Evidence from the Archive
Automattic
Automattic operates across 90 countries with 1,700 employees, making it one of the largest and longest-running...
Automattic operates across 90 countries with 1,700 employees, making it one of the largest and longest-running distributed companies in tech history
Has operated a 1,700-person fully distributed company across 90 countries for 19 years -- the longest-running large-scale experiment in remote work in tech -- while growing WordPress to power 40%+ of all websites, 10x the next competitor. Their core argument: Fully distributed with radical delegation -- 1,700 people in 90 countries working asynchronously with explicit power structures.
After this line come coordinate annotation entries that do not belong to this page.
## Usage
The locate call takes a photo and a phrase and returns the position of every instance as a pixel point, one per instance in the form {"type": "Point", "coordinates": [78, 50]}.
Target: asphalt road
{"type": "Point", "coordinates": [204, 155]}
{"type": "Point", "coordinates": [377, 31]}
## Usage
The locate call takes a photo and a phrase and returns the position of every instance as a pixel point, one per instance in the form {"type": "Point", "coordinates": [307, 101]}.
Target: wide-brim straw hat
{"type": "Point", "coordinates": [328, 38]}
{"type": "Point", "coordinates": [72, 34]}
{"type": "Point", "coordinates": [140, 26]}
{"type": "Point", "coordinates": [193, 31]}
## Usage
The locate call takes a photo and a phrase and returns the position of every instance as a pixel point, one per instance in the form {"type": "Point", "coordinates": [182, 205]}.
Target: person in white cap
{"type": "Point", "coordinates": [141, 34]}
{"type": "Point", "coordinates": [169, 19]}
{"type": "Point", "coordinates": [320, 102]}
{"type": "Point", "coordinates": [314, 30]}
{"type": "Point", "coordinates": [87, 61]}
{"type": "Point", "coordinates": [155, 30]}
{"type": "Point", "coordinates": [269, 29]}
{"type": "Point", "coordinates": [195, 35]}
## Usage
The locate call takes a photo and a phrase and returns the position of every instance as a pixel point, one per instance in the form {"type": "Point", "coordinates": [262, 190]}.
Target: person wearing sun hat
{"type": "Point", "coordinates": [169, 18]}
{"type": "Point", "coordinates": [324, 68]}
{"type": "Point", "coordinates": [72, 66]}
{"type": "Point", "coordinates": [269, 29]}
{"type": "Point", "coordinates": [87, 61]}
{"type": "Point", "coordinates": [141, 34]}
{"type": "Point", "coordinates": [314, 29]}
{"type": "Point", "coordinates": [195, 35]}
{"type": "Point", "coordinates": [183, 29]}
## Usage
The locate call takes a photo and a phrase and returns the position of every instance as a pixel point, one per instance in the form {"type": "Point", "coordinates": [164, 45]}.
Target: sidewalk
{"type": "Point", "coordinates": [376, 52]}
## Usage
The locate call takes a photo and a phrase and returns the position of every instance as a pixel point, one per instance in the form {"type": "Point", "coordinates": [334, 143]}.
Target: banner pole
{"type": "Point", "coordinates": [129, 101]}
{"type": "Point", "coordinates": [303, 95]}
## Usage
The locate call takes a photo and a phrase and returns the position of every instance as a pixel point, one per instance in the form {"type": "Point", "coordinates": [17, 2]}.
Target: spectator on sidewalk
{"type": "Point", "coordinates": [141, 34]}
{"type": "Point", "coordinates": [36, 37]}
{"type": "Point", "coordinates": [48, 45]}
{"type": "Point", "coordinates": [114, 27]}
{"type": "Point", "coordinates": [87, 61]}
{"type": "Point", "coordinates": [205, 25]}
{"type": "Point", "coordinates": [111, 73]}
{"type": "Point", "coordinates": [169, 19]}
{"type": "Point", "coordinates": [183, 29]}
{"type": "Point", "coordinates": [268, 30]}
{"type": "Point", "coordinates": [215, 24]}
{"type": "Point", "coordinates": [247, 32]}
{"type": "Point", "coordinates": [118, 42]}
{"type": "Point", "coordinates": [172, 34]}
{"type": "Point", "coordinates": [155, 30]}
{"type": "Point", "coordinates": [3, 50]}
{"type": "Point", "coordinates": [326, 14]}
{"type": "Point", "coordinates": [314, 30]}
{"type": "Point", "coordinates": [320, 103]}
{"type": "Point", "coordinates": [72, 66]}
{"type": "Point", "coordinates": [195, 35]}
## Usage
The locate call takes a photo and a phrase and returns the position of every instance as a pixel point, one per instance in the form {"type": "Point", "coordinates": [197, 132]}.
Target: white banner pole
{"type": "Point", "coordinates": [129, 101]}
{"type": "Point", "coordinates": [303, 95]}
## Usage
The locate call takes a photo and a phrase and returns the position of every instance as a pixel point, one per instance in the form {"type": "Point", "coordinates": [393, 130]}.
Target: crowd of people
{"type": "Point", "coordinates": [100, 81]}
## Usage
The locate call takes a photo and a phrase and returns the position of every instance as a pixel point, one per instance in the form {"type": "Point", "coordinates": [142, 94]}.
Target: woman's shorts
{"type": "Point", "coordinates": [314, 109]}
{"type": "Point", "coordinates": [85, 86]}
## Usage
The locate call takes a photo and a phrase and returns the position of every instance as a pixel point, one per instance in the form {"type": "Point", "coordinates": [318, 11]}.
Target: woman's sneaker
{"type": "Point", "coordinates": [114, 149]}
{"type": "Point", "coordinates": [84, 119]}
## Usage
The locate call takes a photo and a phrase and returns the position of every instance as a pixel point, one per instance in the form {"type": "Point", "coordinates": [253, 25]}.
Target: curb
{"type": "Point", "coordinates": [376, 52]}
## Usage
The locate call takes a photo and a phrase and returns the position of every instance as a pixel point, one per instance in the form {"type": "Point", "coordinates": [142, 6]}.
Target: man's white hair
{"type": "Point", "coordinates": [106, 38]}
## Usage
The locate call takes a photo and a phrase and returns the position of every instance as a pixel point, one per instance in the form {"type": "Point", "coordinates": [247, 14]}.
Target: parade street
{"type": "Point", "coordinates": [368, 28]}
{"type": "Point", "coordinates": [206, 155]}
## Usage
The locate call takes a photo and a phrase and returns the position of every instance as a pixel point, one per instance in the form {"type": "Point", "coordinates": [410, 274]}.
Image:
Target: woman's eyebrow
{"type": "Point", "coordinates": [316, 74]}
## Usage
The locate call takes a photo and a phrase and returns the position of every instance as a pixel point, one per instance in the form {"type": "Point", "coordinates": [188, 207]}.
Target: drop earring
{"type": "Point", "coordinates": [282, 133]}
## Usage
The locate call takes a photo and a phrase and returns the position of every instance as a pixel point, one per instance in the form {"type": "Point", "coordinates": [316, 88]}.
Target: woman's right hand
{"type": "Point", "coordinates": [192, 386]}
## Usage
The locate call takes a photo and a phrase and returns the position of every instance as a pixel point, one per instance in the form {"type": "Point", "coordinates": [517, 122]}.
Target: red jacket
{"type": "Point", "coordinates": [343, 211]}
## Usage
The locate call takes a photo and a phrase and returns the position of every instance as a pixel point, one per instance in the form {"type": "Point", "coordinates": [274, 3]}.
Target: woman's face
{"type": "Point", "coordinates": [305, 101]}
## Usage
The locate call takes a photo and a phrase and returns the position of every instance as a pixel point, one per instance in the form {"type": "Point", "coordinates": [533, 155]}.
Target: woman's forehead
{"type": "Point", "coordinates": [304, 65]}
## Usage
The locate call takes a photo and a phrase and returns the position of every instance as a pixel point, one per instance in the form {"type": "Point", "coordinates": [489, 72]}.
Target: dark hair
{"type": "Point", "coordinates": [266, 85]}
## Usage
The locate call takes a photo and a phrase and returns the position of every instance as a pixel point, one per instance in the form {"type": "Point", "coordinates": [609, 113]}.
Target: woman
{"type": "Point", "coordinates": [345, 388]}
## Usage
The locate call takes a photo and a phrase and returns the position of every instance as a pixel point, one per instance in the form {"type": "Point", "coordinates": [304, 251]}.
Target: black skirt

The evidence is specific: Automattic operates across 90 countries with 1,700 employees, making it one of the largest and longest-running distributed companies in tech history. Furthermore, wordPress powers 40%+ of all websites globally -- 10x the number two platform (Shopify at ~4%), built almost entirely through distributed contributors. Gutenberg block editor: a conviction bet that would have been voted down by the community, requiring 200+ biweekly releases over years of iteration -- only possible through clear leadership authority in a distributed structure.
In Matt Mullenweg's own words: "There has been a radical delegation. However, there's ultimately a hierarchy, and I'm the CEO, so I'm like the final final decision-maker." (How distributed work requires clear authority structures.)